In certain recovery communities, we’re taught that justifiable anger should be left to people better qualified to handle it. I disagree.
I believe that telling women not to be angry is teaching them to betray themselves and that has to stop.
As women were taught from the beginning to be “nice”. The conditioning starts when we’re little girls when we’re told to be “good girls”. As if having wants, expressing opinions and feelings of hurt and anger are bad.
We tell young girls that if they get angry that they’re being mean. The conditioning continues when we are told things like, “Don’t get angry.” “Don’t eat too much.” “Don’t be bossy.” As we get older, we are told not to be too sexual, too loud, too aggressive or too demanding.
We are systematically taught to disconnect and disassociate from our feelings. It’s no wonder we don’t know what we really want.
We’re taught to deny the very feelings that make us human. It makes me feel sick now because it’s so wrong. It’s teaching us to accept the worst kind of betrayal. The betrayal of self.
I’m fucking over it. I hate seeing what this does to women later in life. All the wasted years in toxic relationships, the food disorders, the obsessions, the addictions. These are all attempts to distract from pain that is unresolved sadness, anger, and frustration. It’s a distraction from that little voice on the inside that needs to be heard and understood.
I talk to women all the time who are okay with things that are not okay. They do the spiritual bypassing that allows them to skip over their anger. The rationalization and justification for skipping over it. Meditate, journal, and pray it away.
But what happens to that anger? We internalize it.
Unfortunately it will always manifest. What we resist persists and it shows up in compulsive behaviors, depression and that feeling of “being stuck”.
Let’s just reset that negative limiting belief. Anger is not a bad thing. It’s a sign of an unmet need. I’m not suggesting that you get so angry that you lose yourself in blind rage. Like, don’t stab a bitch. That would be bad…
How about we just be honest about our feelings for a change? How about we live honestly and authentically?
Anger is normal. It’s natural. It’s a sign that something isn’t right with you and something needs to change.
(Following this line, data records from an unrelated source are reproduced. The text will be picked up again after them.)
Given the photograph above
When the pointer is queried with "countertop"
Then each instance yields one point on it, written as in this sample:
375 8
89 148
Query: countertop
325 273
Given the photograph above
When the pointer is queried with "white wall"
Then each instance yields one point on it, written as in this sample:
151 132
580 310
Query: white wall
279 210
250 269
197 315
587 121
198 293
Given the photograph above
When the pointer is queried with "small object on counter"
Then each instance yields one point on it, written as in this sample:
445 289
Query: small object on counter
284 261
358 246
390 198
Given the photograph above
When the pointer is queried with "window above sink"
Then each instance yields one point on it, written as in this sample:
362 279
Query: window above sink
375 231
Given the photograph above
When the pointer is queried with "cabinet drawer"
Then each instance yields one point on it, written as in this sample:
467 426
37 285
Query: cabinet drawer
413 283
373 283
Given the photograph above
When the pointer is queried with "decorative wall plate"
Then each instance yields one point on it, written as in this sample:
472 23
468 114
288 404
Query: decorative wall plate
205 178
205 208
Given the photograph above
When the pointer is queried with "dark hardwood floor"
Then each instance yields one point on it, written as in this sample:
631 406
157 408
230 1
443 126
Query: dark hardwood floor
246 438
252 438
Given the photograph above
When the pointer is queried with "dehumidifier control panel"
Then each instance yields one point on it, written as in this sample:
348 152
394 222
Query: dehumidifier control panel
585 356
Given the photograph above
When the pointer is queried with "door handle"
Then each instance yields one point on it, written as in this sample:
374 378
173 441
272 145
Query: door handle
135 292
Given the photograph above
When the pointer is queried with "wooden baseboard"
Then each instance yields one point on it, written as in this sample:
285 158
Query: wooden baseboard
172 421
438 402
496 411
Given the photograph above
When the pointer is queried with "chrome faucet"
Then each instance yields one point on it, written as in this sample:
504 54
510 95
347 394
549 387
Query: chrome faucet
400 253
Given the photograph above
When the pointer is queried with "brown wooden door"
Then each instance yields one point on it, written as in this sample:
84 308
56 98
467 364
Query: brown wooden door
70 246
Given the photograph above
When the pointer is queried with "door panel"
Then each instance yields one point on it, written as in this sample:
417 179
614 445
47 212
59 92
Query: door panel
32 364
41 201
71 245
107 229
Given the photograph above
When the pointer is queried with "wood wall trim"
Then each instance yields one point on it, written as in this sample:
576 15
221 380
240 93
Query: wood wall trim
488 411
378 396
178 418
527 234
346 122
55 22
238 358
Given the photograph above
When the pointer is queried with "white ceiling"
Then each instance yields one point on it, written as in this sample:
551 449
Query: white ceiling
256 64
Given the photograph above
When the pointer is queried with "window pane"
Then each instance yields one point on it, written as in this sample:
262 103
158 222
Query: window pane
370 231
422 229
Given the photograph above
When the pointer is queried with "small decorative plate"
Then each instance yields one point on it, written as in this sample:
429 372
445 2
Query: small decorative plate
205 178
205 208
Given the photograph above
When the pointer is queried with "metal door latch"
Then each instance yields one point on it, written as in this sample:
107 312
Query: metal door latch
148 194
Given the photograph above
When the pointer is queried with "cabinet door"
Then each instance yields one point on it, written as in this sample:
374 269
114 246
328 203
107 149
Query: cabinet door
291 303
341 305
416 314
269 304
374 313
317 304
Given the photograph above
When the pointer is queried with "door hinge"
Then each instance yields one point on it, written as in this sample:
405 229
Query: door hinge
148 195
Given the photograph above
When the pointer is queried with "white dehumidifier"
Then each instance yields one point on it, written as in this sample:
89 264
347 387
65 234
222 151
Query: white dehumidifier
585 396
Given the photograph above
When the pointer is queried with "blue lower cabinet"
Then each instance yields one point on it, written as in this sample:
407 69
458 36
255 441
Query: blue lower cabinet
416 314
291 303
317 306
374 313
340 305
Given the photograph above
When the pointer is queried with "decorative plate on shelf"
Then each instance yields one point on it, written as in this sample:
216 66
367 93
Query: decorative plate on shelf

You can even use it for motivation to do something different.
The resolution to anger is either make it fair or forgive.
I’m asking you, please don’t be a “good girl” anymore. That’s a gross betrayal of self.
Get angry. Process that shit to resolution. Don’t carry it around with you. If you feel angry because something isn’t fair to you, it’s okay to get angry. It’s okay to say, “Hey, this isn’t right.” and start a dialog. Start negotiating and advocate for yourself.
And I’m not saying there isn’t a place for compassion, but that comes after speaking your truth, without blame or judgement. After you have expressed the honest truth about your feelings. After being authentic, instead of stuffing your feelings.
Being angry is part of holistic recovery. In recovery, recover our whole selves. The good and the bad.
I’m telling you, anger is not a bad thing. I hear from women all the time who tell me, “I’m just not angry.”
I’m thinking, you’re not angry? You’re 100 pounds overweight. You’re eating your feelings. You’re eating your anger. Stop it! Stop betraying yourself.
I see people suffering and it just kills me sometimes. And you know why? I’ll tell you the truth.
The truth is, I need to get angry. I am angry. I need to listen to my own inner little girl.
I’m doing this daily exercise right now where I take a red crayon and I ask my inner little girl, “How are you feeling today? What is going on with you?”
Then I just write as if I’m her. (btw, she’s really pissed because I’ve been betryaing her for so long).
But I jus listen to her. I hear what she has to say and support her. I do the things she needs me to do like speak up and advocate for myself.
There’s so many things I want to do. So many dreams and goals I want to manifest and for me, it all starts with showing up with my whole self.
So that’s what I’m asking you to do. I want to surround myself with women who are done being good girls. Maybe just get in touch with your inner bad bitch.
I just found this woman, she’s a rapper called Snow Tha Product. Oh my god. She’s like my spirit animal and I love her. I love how she is just so authentically herself and that she is all about self empowerment.
She’s like Pink. Pink is another example of a strong woman who is just so authentically herself and she’s adored by millions!
So that’s the challenge for the day. Be your authentic self today, even if it means you get angry. Just process the anger to resolution. Make the situation fair, and if you can’t, then forgive. Find compassion for yourself and others. Get rid of that victim mentality and go after what you want. You deserve so much better.